The bridge uses WebSocket for the session stream and REST for the control surface. Claude session state persists across page reloads. Navigate away, come back, and the conversation is still there. That sounds minor until the alternative is losing a long agent thread because Chrome decided to discard the tab.
I could not have shipped that inside holdthought-web without the bridge bleeding into the product UX layer. Every session-resume request would have hit the same origin as a customer session management call. The split made the boundary obvious before I wrote a single line of bridge code, and the bridge shipped in the same week as the fork.
what came out of holdthought-web
Once benagents was running, I stripped the dashboard, the bridge, and the vault portal layer out of holdthought-web. One less chimera, one cleaner product repo.
I had expected the stripping to feel like loss. It did not.
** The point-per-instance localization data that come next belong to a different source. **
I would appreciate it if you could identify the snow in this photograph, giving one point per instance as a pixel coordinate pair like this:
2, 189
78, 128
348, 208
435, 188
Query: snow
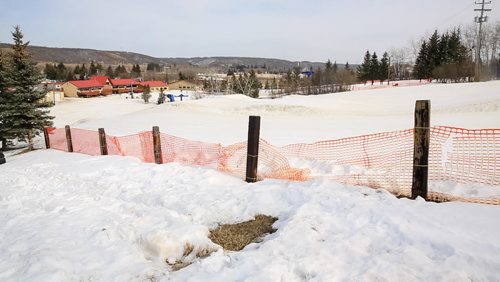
67, 217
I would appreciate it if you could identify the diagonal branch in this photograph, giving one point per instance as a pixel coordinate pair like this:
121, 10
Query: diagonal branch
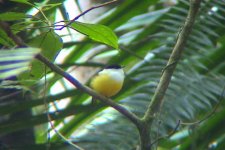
157, 99
132, 117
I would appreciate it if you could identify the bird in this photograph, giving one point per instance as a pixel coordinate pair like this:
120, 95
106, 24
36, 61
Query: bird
109, 81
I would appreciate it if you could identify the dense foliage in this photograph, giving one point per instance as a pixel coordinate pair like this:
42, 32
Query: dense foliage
147, 31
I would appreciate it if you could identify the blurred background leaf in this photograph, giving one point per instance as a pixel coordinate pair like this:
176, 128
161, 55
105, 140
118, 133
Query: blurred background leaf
147, 32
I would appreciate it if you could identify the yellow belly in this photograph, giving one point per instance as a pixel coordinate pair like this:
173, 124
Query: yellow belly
105, 85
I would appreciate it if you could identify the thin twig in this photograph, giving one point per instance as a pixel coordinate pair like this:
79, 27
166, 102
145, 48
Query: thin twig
158, 97
132, 117
169, 135
86, 11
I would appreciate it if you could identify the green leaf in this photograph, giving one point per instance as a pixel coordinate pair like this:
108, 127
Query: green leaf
15, 61
97, 32
5, 40
23, 2
50, 6
10, 16
50, 44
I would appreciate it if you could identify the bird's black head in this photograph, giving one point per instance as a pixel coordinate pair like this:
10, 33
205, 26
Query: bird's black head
114, 66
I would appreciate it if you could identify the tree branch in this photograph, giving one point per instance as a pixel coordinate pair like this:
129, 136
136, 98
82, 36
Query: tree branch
157, 99
86, 11
132, 117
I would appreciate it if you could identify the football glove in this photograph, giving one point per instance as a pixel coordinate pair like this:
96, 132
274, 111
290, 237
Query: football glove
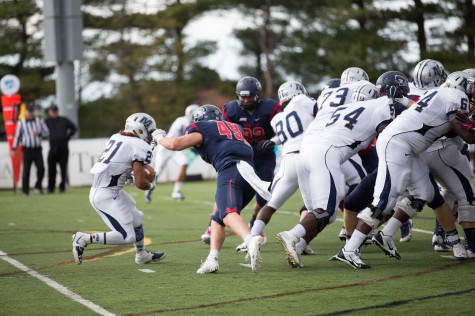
265, 146
463, 119
394, 92
158, 134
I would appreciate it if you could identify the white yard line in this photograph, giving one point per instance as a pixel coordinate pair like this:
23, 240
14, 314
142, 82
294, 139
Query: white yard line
55, 285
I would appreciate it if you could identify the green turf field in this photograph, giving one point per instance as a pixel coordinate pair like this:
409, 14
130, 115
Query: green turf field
35, 235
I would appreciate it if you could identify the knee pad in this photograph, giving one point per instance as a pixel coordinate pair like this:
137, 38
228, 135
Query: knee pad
323, 218
411, 206
371, 215
466, 213
139, 234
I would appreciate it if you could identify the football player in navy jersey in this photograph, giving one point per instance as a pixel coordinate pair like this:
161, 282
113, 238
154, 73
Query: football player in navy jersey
254, 114
223, 145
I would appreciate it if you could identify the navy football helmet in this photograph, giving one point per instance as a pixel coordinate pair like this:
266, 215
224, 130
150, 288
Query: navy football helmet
394, 84
332, 83
248, 87
208, 112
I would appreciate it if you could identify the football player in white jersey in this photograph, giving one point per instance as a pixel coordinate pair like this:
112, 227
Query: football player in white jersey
402, 168
126, 152
289, 125
181, 158
328, 101
320, 167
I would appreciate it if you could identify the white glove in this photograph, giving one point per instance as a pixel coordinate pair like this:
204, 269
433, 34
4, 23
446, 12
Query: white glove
158, 134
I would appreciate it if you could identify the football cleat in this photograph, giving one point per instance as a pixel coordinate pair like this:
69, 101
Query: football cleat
79, 243
470, 254
254, 252
351, 258
288, 241
209, 266
460, 253
440, 244
386, 243
145, 256
178, 196
308, 251
241, 247
342, 235
206, 237
406, 231
148, 196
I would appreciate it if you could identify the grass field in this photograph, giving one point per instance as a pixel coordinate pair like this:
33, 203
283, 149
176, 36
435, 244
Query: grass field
36, 231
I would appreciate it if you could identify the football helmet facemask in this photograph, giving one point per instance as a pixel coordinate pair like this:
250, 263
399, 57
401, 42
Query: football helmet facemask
208, 112
395, 84
248, 92
428, 74
190, 111
288, 90
353, 74
364, 92
142, 125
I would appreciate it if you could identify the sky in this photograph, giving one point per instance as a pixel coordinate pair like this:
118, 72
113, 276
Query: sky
218, 26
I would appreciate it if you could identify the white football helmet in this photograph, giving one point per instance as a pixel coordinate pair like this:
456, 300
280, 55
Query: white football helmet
459, 80
290, 89
470, 71
142, 125
429, 74
190, 111
364, 92
353, 74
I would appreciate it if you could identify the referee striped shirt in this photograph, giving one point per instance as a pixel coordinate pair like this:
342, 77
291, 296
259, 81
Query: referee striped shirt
30, 132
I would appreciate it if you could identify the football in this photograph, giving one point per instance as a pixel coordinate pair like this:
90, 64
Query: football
149, 173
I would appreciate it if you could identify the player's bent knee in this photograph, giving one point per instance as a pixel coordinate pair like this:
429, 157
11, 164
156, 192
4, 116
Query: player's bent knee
366, 216
411, 206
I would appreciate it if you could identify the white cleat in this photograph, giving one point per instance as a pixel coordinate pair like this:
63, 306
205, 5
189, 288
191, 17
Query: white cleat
254, 252
288, 241
206, 237
386, 243
460, 253
352, 258
144, 257
79, 243
211, 265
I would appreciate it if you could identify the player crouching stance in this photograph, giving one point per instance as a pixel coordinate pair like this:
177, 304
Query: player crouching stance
222, 144
127, 151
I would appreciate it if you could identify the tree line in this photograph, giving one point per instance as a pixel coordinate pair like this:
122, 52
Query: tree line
140, 48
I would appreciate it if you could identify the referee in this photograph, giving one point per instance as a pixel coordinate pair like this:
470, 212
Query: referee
29, 132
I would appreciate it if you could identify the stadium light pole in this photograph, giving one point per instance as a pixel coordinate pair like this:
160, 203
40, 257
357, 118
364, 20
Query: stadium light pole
63, 45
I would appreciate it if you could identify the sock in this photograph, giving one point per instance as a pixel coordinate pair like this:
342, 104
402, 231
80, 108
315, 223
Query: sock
300, 246
177, 186
438, 230
139, 245
452, 237
213, 254
391, 227
258, 227
298, 231
247, 239
356, 240
470, 238
109, 238
251, 222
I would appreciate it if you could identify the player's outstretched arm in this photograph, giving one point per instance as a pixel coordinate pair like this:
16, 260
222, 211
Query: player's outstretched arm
139, 177
182, 142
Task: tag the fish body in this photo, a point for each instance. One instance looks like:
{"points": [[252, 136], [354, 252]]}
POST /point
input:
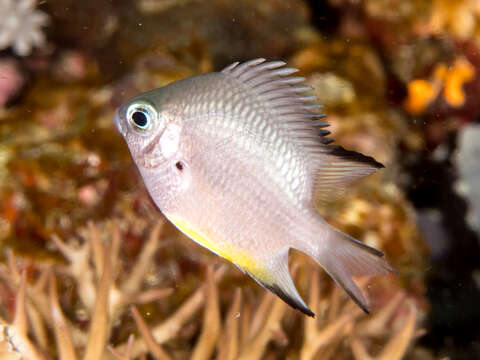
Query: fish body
{"points": [[237, 160]]}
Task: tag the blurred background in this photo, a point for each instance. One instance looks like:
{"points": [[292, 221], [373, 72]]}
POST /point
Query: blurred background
{"points": [[91, 269]]}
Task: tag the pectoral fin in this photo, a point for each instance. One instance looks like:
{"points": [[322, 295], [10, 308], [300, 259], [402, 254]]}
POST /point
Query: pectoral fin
{"points": [[274, 275]]}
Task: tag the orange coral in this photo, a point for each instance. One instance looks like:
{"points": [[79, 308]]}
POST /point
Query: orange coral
{"points": [[460, 73], [422, 92]]}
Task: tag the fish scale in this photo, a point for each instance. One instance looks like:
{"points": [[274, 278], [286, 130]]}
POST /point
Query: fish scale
{"points": [[238, 161]]}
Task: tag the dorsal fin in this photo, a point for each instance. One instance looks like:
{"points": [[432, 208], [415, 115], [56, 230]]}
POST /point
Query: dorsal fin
{"points": [[332, 167]]}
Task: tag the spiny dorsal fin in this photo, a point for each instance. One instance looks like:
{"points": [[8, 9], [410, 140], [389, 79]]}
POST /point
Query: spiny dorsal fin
{"points": [[333, 167]]}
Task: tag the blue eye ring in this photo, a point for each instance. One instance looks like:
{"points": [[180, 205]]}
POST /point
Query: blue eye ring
{"points": [[141, 116]]}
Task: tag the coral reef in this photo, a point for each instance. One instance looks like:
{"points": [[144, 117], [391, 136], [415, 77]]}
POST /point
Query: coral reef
{"points": [[399, 81], [107, 292], [21, 26]]}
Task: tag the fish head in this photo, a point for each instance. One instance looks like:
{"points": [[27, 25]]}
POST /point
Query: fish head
{"points": [[153, 131]]}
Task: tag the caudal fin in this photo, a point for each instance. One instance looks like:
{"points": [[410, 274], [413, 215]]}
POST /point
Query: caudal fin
{"points": [[342, 256], [275, 276]]}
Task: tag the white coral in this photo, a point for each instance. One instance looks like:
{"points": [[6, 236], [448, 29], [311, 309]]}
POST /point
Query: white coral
{"points": [[21, 26]]}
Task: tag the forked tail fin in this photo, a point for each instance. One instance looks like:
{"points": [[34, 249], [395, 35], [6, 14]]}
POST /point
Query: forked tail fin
{"points": [[342, 256]]}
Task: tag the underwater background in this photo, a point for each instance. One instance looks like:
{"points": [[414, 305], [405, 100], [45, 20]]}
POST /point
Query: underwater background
{"points": [[91, 269]]}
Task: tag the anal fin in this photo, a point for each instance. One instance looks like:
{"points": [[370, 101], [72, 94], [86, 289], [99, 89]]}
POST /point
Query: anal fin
{"points": [[275, 277], [342, 257]]}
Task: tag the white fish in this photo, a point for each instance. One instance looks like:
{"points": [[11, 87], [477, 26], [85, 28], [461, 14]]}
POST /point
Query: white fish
{"points": [[236, 160]]}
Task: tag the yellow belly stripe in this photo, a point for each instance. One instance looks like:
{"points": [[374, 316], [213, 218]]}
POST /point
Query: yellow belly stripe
{"points": [[240, 258]]}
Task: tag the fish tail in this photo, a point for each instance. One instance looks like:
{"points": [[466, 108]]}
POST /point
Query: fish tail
{"points": [[342, 256], [274, 276]]}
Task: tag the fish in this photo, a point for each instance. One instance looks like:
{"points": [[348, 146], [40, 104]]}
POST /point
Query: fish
{"points": [[238, 160]]}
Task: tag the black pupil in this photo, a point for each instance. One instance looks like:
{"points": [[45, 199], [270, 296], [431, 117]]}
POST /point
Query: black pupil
{"points": [[140, 119]]}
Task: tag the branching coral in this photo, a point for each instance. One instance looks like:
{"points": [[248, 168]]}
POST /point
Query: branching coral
{"points": [[246, 331]]}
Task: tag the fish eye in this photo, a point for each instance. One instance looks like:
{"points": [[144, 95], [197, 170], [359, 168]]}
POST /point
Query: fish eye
{"points": [[141, 117]]}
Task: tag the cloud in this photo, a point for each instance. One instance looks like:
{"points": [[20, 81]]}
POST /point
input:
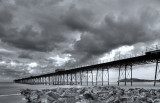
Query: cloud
{"points": [[35, 30], [25, 55], [117, 30]]}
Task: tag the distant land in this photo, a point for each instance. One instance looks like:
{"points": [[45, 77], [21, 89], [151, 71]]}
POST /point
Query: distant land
{"points": [[137, 80]]}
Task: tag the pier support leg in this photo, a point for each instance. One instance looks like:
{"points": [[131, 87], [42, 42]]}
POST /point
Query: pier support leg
{"points": [[81, 77], [125, 74], [87, 77], [108, 75], [97, 77], [102, 76], [131, 75], [71, 80], [92, 76], [75, 78], [119, 75], [155, 78]]}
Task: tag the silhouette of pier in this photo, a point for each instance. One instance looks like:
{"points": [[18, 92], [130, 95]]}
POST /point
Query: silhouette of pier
{"points": [[84, 74]]}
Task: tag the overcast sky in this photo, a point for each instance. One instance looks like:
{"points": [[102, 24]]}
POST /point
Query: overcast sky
{"points": [[37, 36]]}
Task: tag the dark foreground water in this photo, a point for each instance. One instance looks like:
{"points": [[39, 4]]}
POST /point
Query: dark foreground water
{"points": [[10, 92]]}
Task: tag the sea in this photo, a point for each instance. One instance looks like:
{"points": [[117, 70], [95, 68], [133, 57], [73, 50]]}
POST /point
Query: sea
{"points": [[10, 92]]}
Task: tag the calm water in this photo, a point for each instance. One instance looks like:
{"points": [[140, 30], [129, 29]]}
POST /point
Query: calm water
{"points": [[10, 92]]}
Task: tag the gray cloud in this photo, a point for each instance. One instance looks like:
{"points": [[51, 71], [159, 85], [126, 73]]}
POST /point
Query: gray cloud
{"points": [[37, 27]]}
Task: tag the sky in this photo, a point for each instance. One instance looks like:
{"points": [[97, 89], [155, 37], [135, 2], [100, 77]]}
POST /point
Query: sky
{"points": [[39, 36]]}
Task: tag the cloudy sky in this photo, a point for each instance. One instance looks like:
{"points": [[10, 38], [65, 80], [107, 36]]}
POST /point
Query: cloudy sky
{"points": [[38, 36]]}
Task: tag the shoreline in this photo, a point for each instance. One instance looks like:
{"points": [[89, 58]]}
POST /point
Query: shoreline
{"points": [[95, 94]]}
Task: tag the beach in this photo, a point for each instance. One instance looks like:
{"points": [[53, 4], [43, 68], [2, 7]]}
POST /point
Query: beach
{"points": [[10, 92]]}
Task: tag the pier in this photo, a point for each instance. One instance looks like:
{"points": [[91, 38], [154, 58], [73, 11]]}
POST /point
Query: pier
{"points": [[84, 74]]}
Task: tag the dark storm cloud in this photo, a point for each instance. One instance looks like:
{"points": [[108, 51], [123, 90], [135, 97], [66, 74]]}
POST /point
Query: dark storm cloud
{"points": [[54, 25], [25, 55], [116, 30]]}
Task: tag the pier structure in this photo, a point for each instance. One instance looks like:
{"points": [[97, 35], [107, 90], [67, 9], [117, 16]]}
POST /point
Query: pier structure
{"points": [[98, 74]]}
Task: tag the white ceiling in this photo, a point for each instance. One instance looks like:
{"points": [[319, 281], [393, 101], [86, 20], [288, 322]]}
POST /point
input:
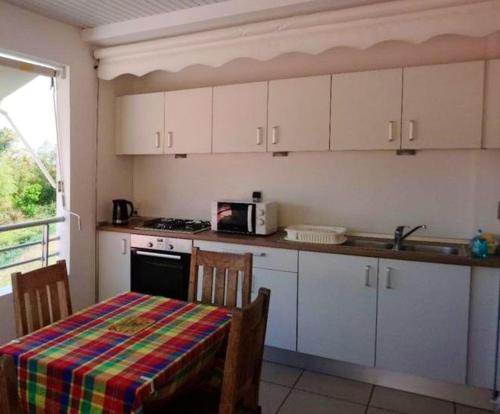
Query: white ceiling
{"points": [[116, 22], [92, 13]]}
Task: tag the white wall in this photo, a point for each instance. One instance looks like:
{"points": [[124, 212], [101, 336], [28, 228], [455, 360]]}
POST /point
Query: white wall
{"points": [[451, 191], [43, 38], [365, 191]]}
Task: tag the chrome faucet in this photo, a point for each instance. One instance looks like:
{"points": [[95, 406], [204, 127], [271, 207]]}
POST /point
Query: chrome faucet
{"points": [[399, 235]]}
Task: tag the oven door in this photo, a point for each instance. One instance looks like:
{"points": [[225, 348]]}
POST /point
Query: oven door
{"points": [[236, 217], [160, 274]]}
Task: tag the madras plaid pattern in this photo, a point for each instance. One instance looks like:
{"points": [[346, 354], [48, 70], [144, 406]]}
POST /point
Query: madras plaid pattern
{"points": [[78, 365]]}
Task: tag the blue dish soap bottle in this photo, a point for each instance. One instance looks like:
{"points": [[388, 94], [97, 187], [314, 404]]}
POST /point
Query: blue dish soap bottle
{"points": [[479, 245]]}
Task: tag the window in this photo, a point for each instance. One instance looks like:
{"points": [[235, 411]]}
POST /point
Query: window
{"points": [[28, 172]]}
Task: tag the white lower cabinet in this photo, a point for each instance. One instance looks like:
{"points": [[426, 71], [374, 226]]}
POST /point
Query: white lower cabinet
{"points": [[337, 307], [114, 264], [281, 324], [483, 326], [275, 269], [423, 319]]}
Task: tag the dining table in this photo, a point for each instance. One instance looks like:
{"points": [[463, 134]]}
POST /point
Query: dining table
{"points": [[113, 356]]}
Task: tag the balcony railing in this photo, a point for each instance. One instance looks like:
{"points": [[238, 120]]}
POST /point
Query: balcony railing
{"points": [[44, 242]]}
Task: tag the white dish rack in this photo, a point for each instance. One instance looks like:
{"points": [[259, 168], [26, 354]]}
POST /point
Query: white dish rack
{"points": [[316, 234]]}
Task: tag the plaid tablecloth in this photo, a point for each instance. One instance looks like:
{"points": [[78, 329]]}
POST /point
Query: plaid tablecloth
{"points": [[79, 365]]}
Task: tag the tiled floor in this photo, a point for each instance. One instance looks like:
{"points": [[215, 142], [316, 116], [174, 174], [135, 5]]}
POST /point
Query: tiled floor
{"points": [[287, 390]]}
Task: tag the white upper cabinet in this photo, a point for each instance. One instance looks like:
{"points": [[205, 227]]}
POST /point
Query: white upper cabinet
{"points": [[240, 118], [337, 307], [139, 124], [299, 114], [188, 121], [492, 105], [443, 106], [423, 319], [366, 110]]}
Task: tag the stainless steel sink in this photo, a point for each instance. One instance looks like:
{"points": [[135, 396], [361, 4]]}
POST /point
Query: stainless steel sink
{"points": [[369, 244], [430, 248], [417, 247]]}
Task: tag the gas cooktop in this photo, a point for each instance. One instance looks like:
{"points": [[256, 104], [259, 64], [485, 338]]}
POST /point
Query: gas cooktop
{"points": [[175, 225]]}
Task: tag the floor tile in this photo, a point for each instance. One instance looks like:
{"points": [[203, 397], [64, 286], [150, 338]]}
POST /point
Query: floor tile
{"points": [[463, 409], [300, 402], [280, 374], [407, 403], [271, 397], [335, 387]]}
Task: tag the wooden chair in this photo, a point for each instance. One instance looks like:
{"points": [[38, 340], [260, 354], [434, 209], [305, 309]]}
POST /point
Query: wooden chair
{"points": [[239, 391], [9, 399], [41, 297], [226, 267], [244, 356]]}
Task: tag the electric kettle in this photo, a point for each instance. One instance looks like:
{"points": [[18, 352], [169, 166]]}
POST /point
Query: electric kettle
{"points": [[121, 212]]}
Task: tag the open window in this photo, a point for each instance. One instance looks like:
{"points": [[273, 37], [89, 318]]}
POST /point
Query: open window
{"points": [[29, 168]]}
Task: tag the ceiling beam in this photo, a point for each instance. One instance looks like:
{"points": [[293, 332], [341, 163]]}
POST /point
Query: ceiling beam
{"points": [[218, 15]]}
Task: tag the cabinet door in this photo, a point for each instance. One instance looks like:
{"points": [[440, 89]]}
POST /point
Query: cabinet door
{"points": [[114, 264], [240, 118], [443, 106], [492, 105], [139, 124], [337, 307], [483, 326], [422, 324], [188, 121], [282, 320], [366, 110], [299, 114]]}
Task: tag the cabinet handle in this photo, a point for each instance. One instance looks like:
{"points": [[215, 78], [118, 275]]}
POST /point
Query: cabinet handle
{"points": [[388, 283], [259, 135], [262, 254], [411, 130], [391, 131], [275, 135], [368, 268]]}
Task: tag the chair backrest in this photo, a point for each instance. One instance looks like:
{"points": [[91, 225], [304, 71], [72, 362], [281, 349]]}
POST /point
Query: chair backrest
{"points": [[245, 350], [9, 400], [41, 297], [224, 268]]}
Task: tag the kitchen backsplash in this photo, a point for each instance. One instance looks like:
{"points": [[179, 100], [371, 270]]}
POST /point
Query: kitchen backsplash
{"points": [[451, 191]]}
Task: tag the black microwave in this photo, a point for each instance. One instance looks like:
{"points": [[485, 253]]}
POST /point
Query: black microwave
{"points": [[244, 217]]}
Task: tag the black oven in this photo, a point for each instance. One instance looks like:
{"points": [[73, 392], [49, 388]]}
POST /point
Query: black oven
{"points": [[160, 272]]}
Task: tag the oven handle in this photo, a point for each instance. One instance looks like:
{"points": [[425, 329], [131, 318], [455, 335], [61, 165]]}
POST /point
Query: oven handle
{"points": [[152, 254], [249, 218]]}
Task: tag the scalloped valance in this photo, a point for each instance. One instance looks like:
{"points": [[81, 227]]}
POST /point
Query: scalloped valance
{"points": [[412, 21]]}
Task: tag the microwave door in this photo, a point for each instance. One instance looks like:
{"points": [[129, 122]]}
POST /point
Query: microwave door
{"points": [[250, 218]]}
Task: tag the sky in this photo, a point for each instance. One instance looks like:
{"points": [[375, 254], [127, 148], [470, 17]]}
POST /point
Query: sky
{"points": [[32, 110]]}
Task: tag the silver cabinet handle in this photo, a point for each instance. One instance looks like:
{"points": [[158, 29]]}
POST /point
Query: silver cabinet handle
{"points": [[368, 268], [391, 131], [411, 130], [275, 135], [259, 135], [388, 283], [164, 256]]}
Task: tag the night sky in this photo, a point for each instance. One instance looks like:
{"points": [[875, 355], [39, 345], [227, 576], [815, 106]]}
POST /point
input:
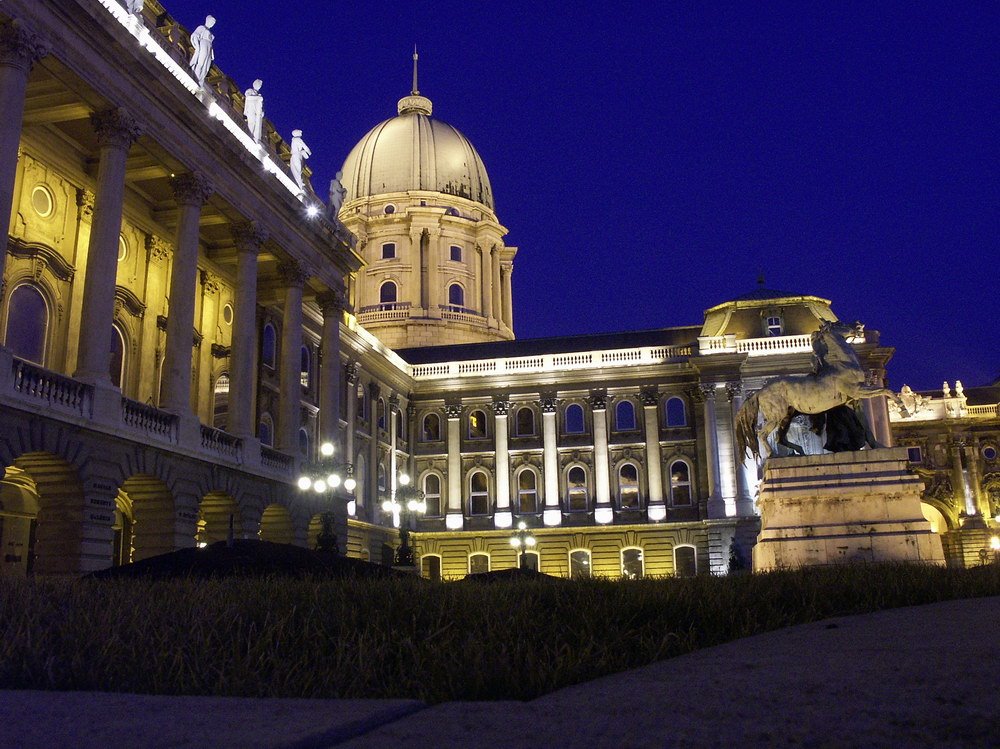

The deployment config got shorter. The environment variable list shed several CLAUDE_* entries that had no business in a product’s env surface. The test suite stopped failing intermittently on session-bridge code that had nothing to do with the features under test. The product got cleaner because the foreign material was gone.
the fixes that only became cheap after the split
After benagents was running independently, I fixed three things I had been accepting as normal because they were tangled with migration cost.
The root route on the cockpit was wrong. It had been routing to the vault portal index, which made sense when both things shared an origin and made no sense as a standalone operator console. Fixing it took one config change. It had not been fixed before because touching routing inside holdthought-web required coordinating with product concerns.
CLAUDE_BIN was being resolved at runtime via PATH. That worked in my shell and failed silently in the NSSM service context. Baking the absolute path into the service definition, once I owned that definition fully, took ten minutes. I had been living with the ambient ambiguity for months because the service config lived inside a product repo that had other priorities.
The SessionChat component had been built with an infinite-scroll history model that worked fine as a novelty and badly as a daily operator console. Sessions load from the bottom now, chunked, pinned to the newest message. That refactor took an afternoon. It would have taken two weeks of convincing myself it was worth the disruption inside the product’s release cycle.
None of those fixes were complicated. They were deferred because the operator system had no maintenance surface of its own. It was a passenger in a product repo that had other priorities, and any change to it required negotiating with the product’s release concerns.
when the architecture has two masters
The operator tooling for an AI-driven solo business has different availability requirements, a different change cadence, and different access control than any customer-facing product. Conflating their deployment stories produces friction in both directions. Every change to the cockpit gets taxed by the product’s release cycle, and every change to the product is complicated by the cockpit’s presence in the same tree.
The cost of that arrangement was invisible because it was paid in small delays and mental overhead rather than visible failures. Nothing broke dramatically. I just moved slower than I should have, accepted friction I had written off as inherent, and let fixes like the CLAUDE_BIN path ambiguity sit unresolved longer than they deserved.
benagents now deploys on its own schedule, restarts without coordination, and can accept breaking changes to the session bridge without triggering a product review cycle. That last property is what made the SessionChat rewrite cheap enough to actually do. The only person affected by a bad deploy is me, the NSSM service recovers in seconds, and the change does not need to be explained to anyone.
Internal tooling stops being fragile the moment you stop pretending it belongs inside the same repo and deployment story as the product.